Inside is fresh and bright, but not wrecked by the refurb; there’s still original details about. Staff very friendly, beer great, and the food was excellent. The refurb is about 3 years old, but still looks good. There’s a strong bias to food, but you could just drink here- it hasn’t overtaken completely. A very pleasant place for lunch, only marred slightly by some twilds.
Fantastic, Grade-2-listed pub dating from the 1920s, with a glorious art-nouveau interior. No food beyond pies/cobs/crisps, no fruit machines or jukebox, just good beer and wine, and a nice atmosphere. Friendly staff too.
Technically a hotel again, but the bar feels pubby, and it’s a proper old coaching inn in the High St. Glorious grade-2-listed exterior, pleasant interior, decent staff, and great beer and wine.
Hotel or pub? Well, it describes itself as a pub, so I’ll allow it on the grounds that I allow Scottish hotels that feel “pubby” and it had an enviable real ale selection, and I think it’s more of pub with rooms.

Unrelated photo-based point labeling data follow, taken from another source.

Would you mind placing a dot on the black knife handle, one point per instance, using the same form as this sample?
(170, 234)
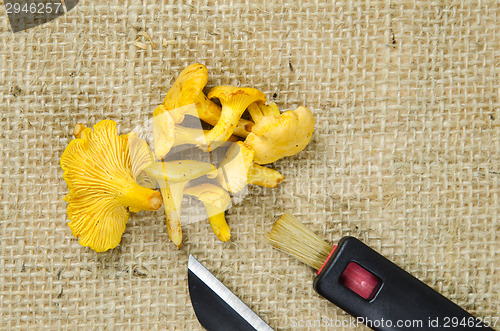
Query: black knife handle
(399, 301)
(213, 312)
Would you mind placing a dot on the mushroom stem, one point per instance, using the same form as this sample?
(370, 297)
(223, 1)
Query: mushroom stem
(172, 200)
(219, 225)
(136, 197)
(185, 135)
(263, 176)
(234, 102)
(216, 200)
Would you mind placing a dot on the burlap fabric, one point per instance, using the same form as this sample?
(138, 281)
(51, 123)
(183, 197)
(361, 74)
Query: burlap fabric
(406, 153)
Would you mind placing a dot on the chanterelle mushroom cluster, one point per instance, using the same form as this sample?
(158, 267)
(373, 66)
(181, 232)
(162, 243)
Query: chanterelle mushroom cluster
(108, 174)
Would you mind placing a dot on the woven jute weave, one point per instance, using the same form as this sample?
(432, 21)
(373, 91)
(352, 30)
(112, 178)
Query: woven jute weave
(405, 156)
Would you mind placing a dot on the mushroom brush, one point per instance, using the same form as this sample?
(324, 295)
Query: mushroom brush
(367, 285)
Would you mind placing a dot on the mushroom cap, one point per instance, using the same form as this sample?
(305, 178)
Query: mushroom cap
(234, 168)
(236, 97)
(277, 136)
(98, 171)
(186, 89)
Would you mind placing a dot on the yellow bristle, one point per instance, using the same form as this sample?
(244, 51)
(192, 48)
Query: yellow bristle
(291, 236)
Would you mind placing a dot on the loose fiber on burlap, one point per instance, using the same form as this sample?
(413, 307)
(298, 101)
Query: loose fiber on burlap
(405, 156)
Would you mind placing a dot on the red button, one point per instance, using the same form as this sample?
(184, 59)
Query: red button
(360, 280)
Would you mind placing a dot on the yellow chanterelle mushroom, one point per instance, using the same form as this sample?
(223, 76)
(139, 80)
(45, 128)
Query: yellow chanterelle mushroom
(186, 97)
(235, 101)
(172, 177)
(238, 169)
(216, 200)
(99, 171)
(276, 135)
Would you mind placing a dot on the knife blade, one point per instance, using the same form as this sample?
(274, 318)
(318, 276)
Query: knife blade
(216, 307)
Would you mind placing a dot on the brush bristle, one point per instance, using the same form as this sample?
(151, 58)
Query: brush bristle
(291, 236)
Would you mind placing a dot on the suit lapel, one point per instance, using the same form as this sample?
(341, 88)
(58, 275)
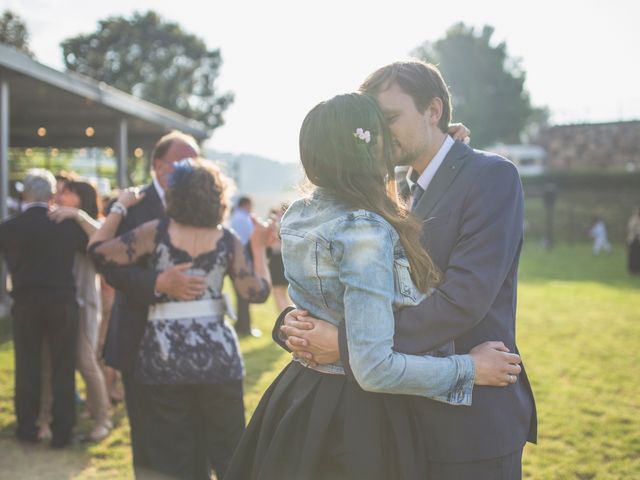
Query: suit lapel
(446, 174)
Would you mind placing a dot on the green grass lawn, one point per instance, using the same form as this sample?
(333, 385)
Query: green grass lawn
(578, 332)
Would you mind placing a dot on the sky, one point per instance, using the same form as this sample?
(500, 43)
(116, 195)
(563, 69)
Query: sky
(283, 57)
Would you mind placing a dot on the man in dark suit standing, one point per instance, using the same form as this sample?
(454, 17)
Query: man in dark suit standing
(40, 253)
(137, 286)
(471, 203)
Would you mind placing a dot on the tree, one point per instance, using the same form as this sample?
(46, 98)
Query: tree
(487, 86)
(155, 60)
(13, 31)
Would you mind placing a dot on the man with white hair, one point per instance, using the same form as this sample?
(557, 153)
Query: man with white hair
(39, 253)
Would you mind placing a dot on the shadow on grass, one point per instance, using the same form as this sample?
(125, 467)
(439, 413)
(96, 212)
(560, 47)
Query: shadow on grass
(40, 461)
(576, 263)
(260, 360)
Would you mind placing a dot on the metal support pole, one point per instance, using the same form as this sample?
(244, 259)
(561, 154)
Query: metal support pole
(123, 150)
(4, 177)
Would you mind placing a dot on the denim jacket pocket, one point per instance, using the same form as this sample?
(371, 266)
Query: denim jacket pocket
(444, 350)
(406, 287)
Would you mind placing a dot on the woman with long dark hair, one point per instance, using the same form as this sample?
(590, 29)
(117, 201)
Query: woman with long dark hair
(189, 368)
(352, 254)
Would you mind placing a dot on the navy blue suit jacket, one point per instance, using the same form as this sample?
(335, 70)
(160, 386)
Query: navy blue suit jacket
(135, 291)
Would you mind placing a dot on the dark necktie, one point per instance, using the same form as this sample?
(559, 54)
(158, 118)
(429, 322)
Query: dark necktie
(416, 193)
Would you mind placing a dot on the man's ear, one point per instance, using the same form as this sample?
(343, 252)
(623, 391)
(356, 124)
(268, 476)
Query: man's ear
(434, 111)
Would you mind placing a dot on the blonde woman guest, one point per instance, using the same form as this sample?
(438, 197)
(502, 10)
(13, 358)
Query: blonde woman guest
(633, 242)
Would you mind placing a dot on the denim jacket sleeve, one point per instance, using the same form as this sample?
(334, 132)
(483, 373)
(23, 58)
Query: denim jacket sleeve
(362, 248)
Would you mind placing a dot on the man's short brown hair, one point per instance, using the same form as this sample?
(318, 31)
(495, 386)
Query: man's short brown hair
(197, 194)
(162, 146)
(420, 80)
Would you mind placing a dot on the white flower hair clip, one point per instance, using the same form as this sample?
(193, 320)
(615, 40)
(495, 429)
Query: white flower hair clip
(364, 135)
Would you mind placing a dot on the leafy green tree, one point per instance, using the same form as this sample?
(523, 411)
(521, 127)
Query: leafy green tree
(487, 86)
(155, 60)
(14, 32)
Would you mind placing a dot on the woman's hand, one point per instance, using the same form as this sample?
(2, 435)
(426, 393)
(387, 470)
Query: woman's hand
(459, 132)
(260, 235)
(60, 214)
(130, 196)
(495, 366)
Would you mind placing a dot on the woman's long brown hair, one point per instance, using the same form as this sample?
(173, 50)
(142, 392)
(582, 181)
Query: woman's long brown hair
(360, 173)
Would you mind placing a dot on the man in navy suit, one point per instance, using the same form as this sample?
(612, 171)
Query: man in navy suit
(471, 203)
(137, 286)
(40, 253)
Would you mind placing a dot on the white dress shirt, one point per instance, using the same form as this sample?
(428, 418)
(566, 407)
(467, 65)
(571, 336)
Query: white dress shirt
(425, 179)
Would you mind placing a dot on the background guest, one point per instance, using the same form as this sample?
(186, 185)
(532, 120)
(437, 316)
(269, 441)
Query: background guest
(242, 222)
(40, 255)
(276, 267)
(79, 201)
(189, 360)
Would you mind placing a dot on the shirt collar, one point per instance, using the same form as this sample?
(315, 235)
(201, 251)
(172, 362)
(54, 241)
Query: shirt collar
(159, 189)
(425, 179)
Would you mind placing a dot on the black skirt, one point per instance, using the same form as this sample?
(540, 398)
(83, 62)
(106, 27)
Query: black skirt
(311, 425)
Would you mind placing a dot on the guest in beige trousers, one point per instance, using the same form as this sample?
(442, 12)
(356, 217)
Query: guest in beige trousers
(79, 201)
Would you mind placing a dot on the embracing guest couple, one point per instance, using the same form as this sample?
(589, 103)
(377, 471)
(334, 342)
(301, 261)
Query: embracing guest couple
(405, 362)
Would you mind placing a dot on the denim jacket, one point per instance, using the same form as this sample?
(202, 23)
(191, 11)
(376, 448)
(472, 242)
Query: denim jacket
(346, 265)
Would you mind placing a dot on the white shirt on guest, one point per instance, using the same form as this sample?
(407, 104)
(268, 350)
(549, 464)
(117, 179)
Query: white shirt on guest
(160, 190)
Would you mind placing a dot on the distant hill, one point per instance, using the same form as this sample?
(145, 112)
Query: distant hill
(268, 181)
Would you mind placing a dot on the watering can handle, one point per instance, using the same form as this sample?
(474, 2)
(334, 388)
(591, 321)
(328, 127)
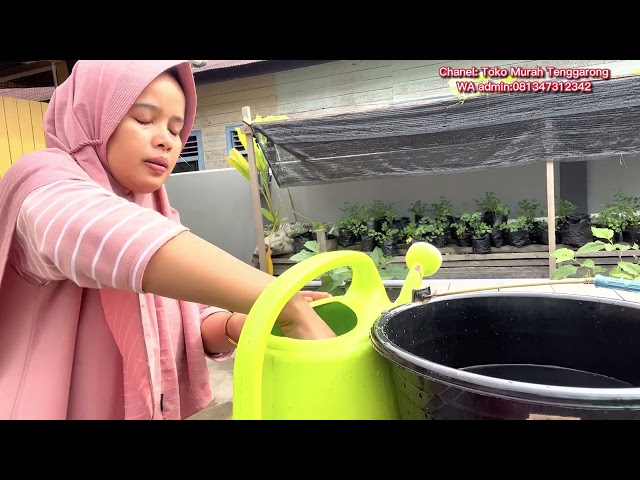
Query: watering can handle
(366, 282)
(250, 353)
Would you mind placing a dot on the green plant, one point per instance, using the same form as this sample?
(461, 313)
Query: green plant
(517, 224)
(435, 229)
(628, 207)
(529, 209)
(610, 217)
(241, 165)
(441, 209)
(332, 281)
(624, 269)
(478, 227)
(564, 208)
(382, 211)
(418, 208)
(353, 218)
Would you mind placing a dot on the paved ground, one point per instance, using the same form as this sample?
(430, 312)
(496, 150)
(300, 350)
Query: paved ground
(222, 372)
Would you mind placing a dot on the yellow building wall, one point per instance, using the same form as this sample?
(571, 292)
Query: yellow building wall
(21, 129)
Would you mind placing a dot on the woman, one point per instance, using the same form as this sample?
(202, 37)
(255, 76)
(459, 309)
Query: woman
(105, 300)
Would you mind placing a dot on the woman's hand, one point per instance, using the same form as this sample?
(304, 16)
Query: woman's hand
(302, 323)
(299, 320)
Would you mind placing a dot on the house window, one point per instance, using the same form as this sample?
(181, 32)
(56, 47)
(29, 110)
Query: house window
(191, 158)
(233, 141)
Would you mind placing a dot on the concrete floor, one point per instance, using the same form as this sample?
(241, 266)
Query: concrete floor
(221, 373)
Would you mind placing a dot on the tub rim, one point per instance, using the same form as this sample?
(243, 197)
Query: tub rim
(507, 389)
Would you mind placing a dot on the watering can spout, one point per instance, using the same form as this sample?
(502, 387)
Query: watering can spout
(423, 260)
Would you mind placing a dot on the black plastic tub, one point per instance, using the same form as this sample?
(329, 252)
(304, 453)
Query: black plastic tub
(513, 356)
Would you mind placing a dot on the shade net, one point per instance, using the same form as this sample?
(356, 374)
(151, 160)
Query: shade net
(494, 130)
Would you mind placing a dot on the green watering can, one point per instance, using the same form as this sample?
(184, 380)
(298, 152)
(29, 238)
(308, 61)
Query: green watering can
(277, 377)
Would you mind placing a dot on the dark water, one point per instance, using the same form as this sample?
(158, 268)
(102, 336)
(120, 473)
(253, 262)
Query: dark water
(547, 375)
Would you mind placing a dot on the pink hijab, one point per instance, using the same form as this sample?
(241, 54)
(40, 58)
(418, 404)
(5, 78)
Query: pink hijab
(83, 113)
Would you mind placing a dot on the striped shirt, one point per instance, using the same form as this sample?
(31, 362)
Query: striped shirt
(79, 231)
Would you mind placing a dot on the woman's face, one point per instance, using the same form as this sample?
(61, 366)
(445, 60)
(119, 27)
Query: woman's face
(146, 144)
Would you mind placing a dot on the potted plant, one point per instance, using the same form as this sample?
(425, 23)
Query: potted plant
(529, 209)
(386, 239)
(628, 207)
(481, 242)
(464, 231)
(518, 229)
(353, 218)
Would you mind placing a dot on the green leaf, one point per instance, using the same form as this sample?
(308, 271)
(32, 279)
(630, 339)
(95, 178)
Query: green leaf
(591, 247)
(312, 245)
(376, 255)
(564, 272)
(333, 281)
(617, 272)
(605, 233)
(562, 255)
(267, 215)
(341, 270)
(393, 272)
(588, 263)
(630, 268)
(302, 255)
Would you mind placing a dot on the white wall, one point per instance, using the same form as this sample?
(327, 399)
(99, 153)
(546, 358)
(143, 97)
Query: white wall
(216, 205)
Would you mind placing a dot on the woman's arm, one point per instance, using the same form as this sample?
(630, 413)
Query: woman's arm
(190, 268)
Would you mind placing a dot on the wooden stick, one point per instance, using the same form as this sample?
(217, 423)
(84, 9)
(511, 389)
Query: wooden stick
(551, 214)
(514, 285)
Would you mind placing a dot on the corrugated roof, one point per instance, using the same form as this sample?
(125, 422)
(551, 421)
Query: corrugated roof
(215, 64)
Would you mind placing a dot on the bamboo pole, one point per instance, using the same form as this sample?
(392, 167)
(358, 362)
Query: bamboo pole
(551, 214)
(585, 281)
(255, 190)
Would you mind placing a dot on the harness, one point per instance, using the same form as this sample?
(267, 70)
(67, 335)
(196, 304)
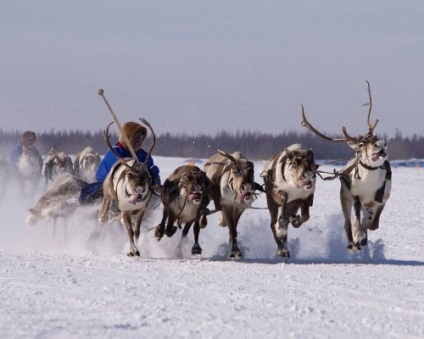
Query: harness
(344, 176)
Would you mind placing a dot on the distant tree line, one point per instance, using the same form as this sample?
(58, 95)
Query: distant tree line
(255, 145)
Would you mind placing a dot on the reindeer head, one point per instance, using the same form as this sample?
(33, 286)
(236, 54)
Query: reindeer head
(370, 150)
(57, 165)
(302, 167)
(137, 183)
(193, 184)
(137, 179)
(241, 178)
(90, 162)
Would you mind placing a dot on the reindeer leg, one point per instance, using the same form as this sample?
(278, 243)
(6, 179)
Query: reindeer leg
(298, 220)
(170, 228)
(160, 229)
(104, 208)
(196, 249)
(359, 234)
(347, 204)
(281, 228)
(126, 217)
(137, 221)
(232, 220)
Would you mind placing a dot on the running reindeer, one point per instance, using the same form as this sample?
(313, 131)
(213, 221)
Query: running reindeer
(29, 166)
(365, 180)
(233, 190)
(289, 178)
(86, 164)
(57, 165)
(129, 184)
(185, 199)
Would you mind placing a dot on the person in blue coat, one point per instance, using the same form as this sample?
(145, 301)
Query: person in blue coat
(136, 134)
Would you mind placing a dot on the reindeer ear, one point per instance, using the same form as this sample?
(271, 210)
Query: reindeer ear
(227, 155)
(353, 145)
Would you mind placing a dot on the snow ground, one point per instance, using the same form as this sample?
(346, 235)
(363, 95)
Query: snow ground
(55, 289)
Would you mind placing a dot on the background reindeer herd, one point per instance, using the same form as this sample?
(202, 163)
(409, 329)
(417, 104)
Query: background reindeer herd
(225, 185)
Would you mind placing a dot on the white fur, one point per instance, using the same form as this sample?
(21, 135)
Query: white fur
(289, 185)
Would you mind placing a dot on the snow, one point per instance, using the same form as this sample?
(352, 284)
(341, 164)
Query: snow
(52, 287)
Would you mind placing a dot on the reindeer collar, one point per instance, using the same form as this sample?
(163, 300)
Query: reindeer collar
(370, 168)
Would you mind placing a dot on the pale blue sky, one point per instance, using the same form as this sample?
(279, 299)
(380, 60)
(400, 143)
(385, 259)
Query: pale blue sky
(207, 66)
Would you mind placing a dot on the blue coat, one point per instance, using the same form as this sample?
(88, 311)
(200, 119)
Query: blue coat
(94, 191)
(110, 159)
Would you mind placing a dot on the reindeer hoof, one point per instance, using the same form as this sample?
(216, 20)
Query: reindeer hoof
(103, 219)
(203, 221)
(159, 232)
(170, 231)
(235, 255)
(196, 249)
(354, 247)
(133, 253)
(283, 252)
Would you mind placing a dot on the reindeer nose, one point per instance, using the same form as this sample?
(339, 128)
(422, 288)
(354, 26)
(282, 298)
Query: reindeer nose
(380, 143)
(308, 175)
(246, 187)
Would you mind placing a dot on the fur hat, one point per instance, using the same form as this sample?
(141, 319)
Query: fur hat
(28, 138)
(132, 128)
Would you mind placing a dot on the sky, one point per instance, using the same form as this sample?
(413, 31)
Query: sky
(52, 288)
(203, 67)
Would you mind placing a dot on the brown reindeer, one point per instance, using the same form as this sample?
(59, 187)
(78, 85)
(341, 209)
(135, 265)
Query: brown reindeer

Great staff, great food, great beer. Inside is stripped wood, modern, but hasn’t wrecked the place; it’s quite pleasant, in fact, after a £750k makeover.
Part of a smallish chain, together with The Snowdon and The Cottage Loaf.
Lovely multi-room traditional local near to the rail and bus station. Friendly landlady and great beer, the snug was a lovely place to sit and relax, and loads of historical photos.
Old pub, but evidently refurbed over the years. Lounge wood panelled, and felt like a between-the-wars refurb, but it’s evidently been tidied up in recent years, but not ruined. There’s still lots of little corners rather than a cavernous space. Music at decent volume, good beer, friendly staff, and a pleasant place to sit for a few hours.
Quiet pub in a quiet street. Pleasant enough, decent beer, staff, and locals, but too many sofas (too low for me these days!). Seemed to be something of a local’s pub. 3 ales on offer.
A ‘spoons. A spoons in a very grand building, and on a grand scale, but still a ‘spoons, so you know what you’ll get: the standard food menu (albeit with some nice-looking Welsh additions), cheap, decentish wine and beer.
As it happened, the beer was great, the food as per usual, and the staff pleasant. You could do worse.